Ben Dolnick is the author of Zoology. He lives in Brooklyn with his fiancee and their dog, and is currently at work on a second book.
This has been the year of short books for me. I’ve found my concentration running aground on long ones – even great long ones (Independent People, War and Peace, The Man Who Loved Children) – and so I’ve gravitated toward books of two-hundred or even fewer pages. The best have been the novels of Penelope Fitzgerald. In the past few months I’ve read The Gate of Angels, The Bookshop, Innocence and The Beginning of Spring, and each one is a ruthlessly efficient little miracle. Her books are full of characters who reliably say the wrong thing at precisely the wrong moment, who think only of themselves, who fail and fail again – and yet they’re warm, funny, and somehow even cheering. I’ve got the rest of her novels stacked up on my bedside table.
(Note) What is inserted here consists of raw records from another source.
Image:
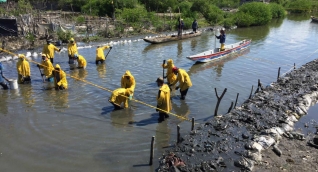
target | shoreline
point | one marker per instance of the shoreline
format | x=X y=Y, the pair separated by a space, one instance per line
x=238 y=140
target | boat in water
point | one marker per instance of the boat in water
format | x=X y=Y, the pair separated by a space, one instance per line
x=168 y=38
x=216 y=54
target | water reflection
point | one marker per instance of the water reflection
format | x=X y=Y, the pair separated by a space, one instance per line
x=162 y=137
x=27 y=95
x=101 y=70
x=179 y=48
x=3 y=101
x=121 y=118
x=182 y=109
x=298 y=17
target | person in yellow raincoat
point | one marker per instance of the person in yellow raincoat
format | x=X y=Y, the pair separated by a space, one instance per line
x=81 y=62
x=47 y=68
x=184 y=81
x=171 y=77
x=128 y=81
x=71 y=50
x=23 y=69
x=59 y=78
x=100 y=57
x=163 y=100
x=49 y=49
x=120 y=95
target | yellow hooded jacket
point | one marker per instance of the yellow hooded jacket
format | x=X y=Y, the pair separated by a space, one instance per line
x=23 y=67
x=62 y=81
x=72 y=48
x=100 y=52
x=48 y=68
x=49 y=49
x=184 y=80
x=119 y=96
x=129 y=84
x=163 y=99
x=81 y=61
x=171 y=77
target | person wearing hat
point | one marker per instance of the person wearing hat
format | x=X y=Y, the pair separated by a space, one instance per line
x=222 y=37
x=71 y=50
x=81 y=62
x=163 y=100
x=128 y=81
x=119 y=96
x=47 y=67
x=180 y=27
x=184 y=81
x=59 y=78
x=49 y=49
x=2 y=78
x=100 y=57
x=23 y=69
x=195 y=26
x=171 y=77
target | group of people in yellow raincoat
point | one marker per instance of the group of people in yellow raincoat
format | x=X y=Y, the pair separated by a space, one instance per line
x=174 y=75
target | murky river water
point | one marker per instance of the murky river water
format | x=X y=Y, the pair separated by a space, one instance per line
x=76 y=130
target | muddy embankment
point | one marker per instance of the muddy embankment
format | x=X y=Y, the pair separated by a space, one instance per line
x=239 y=139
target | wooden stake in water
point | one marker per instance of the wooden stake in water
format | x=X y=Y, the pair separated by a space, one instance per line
x=192 y=127
x=178 y=134
x=152 y=150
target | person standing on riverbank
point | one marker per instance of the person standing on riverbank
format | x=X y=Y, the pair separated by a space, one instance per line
x=128 y=82
x=2 y=78
x=59 y=78
x=47 y=68
x=119 y=96
x=180 y=27
x=184 y=81
x=49 y=49
x=222 y=37
x=195 y=26
x=171 y=77
x=100 y=57
x=163 y=100
x=23 y=69
x=81 y=62
x=71 y=50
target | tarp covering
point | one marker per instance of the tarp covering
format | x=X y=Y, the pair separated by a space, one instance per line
x=8 y=27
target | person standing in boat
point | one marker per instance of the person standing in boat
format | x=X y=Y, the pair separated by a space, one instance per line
x=222 y=37
x=49 y=49
x=184 y=81
x=180 y=27
x=2 y=78
x=195 y=26
x=171 y=77
x=23 y=69
x=163 y=100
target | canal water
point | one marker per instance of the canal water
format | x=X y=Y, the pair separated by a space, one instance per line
x=77 y=129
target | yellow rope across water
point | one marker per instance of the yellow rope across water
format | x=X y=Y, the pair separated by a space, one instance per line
x=103 y=88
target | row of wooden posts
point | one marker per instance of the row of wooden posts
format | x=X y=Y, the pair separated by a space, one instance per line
x=219 y=98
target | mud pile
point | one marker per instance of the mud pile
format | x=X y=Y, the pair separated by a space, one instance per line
x=237 y=139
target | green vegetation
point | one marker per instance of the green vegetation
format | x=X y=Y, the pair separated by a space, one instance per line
x=143 y=15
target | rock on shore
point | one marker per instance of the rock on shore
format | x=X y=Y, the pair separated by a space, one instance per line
x=237 y=139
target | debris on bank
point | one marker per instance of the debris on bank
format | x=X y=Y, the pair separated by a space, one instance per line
x=237 y=139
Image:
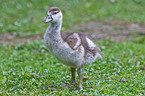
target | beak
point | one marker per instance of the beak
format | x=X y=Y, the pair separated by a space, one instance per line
x=48 y=18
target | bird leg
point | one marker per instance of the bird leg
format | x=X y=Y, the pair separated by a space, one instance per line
x=73 y=79
x=81 y=74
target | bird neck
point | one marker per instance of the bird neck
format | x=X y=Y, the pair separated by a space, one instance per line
x=54 y=30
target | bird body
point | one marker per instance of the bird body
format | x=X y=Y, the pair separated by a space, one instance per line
x=74 y=49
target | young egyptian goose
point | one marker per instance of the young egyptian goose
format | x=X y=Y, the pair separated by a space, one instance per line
x=72 y=48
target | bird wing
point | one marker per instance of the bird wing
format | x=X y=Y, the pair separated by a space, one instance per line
x=76 y=39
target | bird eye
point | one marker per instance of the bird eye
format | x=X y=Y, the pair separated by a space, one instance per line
x=55 y=12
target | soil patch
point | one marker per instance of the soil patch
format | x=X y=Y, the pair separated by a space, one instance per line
x=95 y=30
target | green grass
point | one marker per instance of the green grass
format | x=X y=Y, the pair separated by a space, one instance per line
x=26 y=17
x=30 y=70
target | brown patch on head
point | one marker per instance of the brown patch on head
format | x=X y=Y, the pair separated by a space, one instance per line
x=54 y=9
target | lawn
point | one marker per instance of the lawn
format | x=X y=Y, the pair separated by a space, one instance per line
x=26 y=17
x=29 y=69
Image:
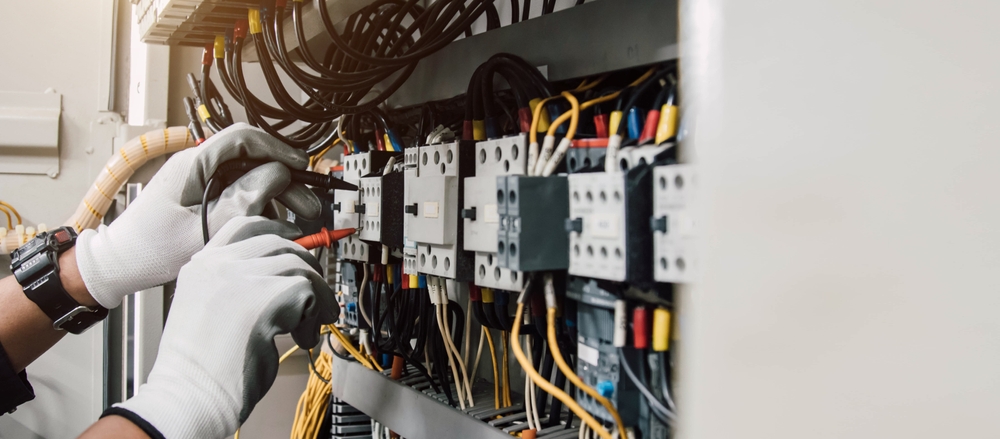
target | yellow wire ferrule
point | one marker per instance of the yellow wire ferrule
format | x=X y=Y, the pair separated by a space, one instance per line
x=203 y=112
x=667 y=127
x=478 y=130
x=614 y=120
x=543 y=118
x=661 y=329
x=253 y=16
x=220 y=46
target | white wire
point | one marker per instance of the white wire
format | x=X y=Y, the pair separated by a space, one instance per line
x=451 y=361
x=340 y=133
x=534 y=399
x=451 y=342
x=361 y=296
x=468 y=334
x=479 y=352
x=527 y=404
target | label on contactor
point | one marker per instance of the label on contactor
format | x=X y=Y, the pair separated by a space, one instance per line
x=431 y=209
x=490 y=214
x=603 y=225
x=587 y=353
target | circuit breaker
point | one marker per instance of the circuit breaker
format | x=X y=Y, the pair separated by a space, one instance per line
x=380 y=209
x=533 y=212
x=673 y=223
x=480 y=214
x=608 y=225
x=598 y=360
x=346 y=204
x=433 y=207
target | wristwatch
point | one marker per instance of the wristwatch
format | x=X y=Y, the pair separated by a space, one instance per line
x=36 y=268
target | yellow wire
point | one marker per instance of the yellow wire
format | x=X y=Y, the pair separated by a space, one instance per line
x=536 y=116
x=3 y=209
x=505 y=338
x=315 y=400
x=557 y=355
x=496 y=376
x=313 y=160
x=567 y=400
x=287 y=354
x=374 y=362
x=12 y=210
x=350 y=347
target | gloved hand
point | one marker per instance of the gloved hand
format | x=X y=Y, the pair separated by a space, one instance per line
x=161 y=230
x=217 y=357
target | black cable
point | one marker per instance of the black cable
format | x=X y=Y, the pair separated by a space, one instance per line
x=209 y=186
x=656 y=407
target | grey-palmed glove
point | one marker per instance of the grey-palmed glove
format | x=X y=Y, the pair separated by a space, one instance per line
x=161 y=230
x=217 y=357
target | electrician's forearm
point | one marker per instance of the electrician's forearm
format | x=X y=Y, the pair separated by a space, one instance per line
x=25 y=331
x=114 y=426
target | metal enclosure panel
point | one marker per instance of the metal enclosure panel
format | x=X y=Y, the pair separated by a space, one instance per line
x=833 y=265
x=592 y=38
x=30 y=123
at 7:24 pm on December 6, 2007
Fitzgerald's novels are all marvels–though I think the one generally acclaimed as her best, The Blue Flower, is her weakest.
There are moments (like that mysterious gathering in the woods) in The Beginning of Spring that I have found coming back to mind regularly for years.
at 11:31 am on December 7, 2007
Agreed about The Blue Flower not being on the same level of greatness as The Bookshop and The Beginning of Spring — it is a very fine novel though, and I was particularly grateful to it for introducing me to Novalis.